Lee rationalized the difference as “legal issues,” but Chang wasn’t buying it. “That’s an amendment,” he insisted.
“That was non-substantive,” Lee argued.
“Non-substantive?” asked Chang, noting that the constitution went from having two “sovereign immunity” clauses to one.
“To a lawyer [that] means two chances at barring a lawsuit against the king or the government. And [if it was non-substantive] why was it therefore necessary to reprint this after this morning’s final version was disseminated?” asked Chang. “You’re calling them ʻtechnical amendments?’
“That’s what your chair was told, yes,” explained Lee.
“An amendment is an amendment,” said Chang. “It’s the constitution. It’s the highest law of the land. There’s no such thing as a technical amendment.”
Around 5 p.m. Chang requested that the ʻAha adjourn.
But those eager to adopt the constitution were unwilling to quit. Had Kaui Trainer not come forward to correct the chair, quoting from Robert’s Rules, that a motion to recess is non-debatable, the debate could have gone on for another hour.
The Final Hours
Debate over adopting the constitution resumed first thing Friday morning and continued into the afternoon. At last, after nearly five hours, the vote began.
One by one, participants came forward expressing apprehension, jubilation and, at times, a mixture of both. Though many expressed reservations, the final tally came down to 88 in favor, 30 opposed and one abstention. Other participants had declined to make themselves present at the vote, distancing themselves—some for fear of being sued.
Announcing the adoption of the document by the ʻAha as though the required ratification was a mere formality, Lee declared, “We have a constitution.”
It was done. As we filtered outside for public relations group photos on the luxuriant, Royal Hawaiian Golf Club lawn, I was relieved. We smiled for the cameras and held hands, worried about the bags under our eyes and the weight gained from sitting for an entire month fed on starchy, bland cafeteria fare.

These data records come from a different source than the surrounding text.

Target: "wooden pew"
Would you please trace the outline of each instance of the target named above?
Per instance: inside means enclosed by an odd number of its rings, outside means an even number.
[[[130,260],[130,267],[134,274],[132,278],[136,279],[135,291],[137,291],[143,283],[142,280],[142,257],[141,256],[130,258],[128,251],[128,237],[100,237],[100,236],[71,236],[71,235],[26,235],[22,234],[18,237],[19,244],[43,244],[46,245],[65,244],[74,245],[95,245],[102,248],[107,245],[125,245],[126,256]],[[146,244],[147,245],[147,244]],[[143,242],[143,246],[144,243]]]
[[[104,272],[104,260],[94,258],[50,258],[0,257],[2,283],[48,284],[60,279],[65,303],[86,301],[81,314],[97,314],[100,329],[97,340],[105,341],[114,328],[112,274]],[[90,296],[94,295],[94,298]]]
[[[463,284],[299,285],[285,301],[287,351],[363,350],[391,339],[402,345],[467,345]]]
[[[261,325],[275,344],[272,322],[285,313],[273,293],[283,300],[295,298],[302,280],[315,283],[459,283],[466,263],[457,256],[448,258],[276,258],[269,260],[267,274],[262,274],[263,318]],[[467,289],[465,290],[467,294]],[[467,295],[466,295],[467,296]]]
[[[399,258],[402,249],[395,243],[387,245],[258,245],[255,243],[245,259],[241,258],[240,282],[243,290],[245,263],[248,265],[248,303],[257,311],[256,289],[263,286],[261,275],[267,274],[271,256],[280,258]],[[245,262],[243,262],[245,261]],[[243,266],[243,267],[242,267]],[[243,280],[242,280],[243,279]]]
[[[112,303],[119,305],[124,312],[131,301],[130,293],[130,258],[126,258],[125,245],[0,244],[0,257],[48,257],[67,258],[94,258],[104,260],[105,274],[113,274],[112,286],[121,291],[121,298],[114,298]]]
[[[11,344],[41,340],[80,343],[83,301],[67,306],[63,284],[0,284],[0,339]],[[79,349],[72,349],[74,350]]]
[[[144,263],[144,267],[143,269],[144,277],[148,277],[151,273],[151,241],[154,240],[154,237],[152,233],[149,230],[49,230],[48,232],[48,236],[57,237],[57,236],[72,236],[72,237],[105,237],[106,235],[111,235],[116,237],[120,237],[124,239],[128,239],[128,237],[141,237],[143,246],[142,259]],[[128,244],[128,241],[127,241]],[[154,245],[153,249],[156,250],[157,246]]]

We hugged one another, even the people who had sometimes appalled us with their rhetoric. And then we drove away.
Some, no doubt, were enthralled by having had a hand in the making of a constitution. Zuri Aki, in his Civil Beat column [link] just two days later, proclaimed the newly-minted document as “the first at this high level of prestige.”
Others were equally self-congratulatory. In the ʻAha 2016 Facebook group, Hanalei Aipoalani went so far as to say, “We are the founding mothers and fathers.”
Still others are busily rewriting history, reminiscent of those who whitewashed the annexation of Hawaiʻi by Joint Resolution, turning that illegal act into one based on a conveniently absent, but nonetheless lawful, treaty.
Though we had fought federal recognition proponents tooth and nail just to preserve the “pursuit of independence” language in the preamble, Jade Danner, in a post to the ʻAha 2016 Facebook group, reframed the controversial provision claiming that it had been her federal recognition bedfellows who had fought the hardest for it all along.
I can tell you that the language in the preamble regarding reserving the right to pursue independence was advocated most strongly by people who want federal recognition, and they did it, knowing that it might jeopardize that option remaining on the table.
Despite the frustration and desperation of the ʻAha fight, I remain hopeful. If not for the document birthed from this Naʻi Aupuni process, our people may not have risen, as they now have, to oppose the process and its result and to begin the work of building a nation from the ground up. Despite the efforts to contain and overrule the independence cause, today it is stronger than ever.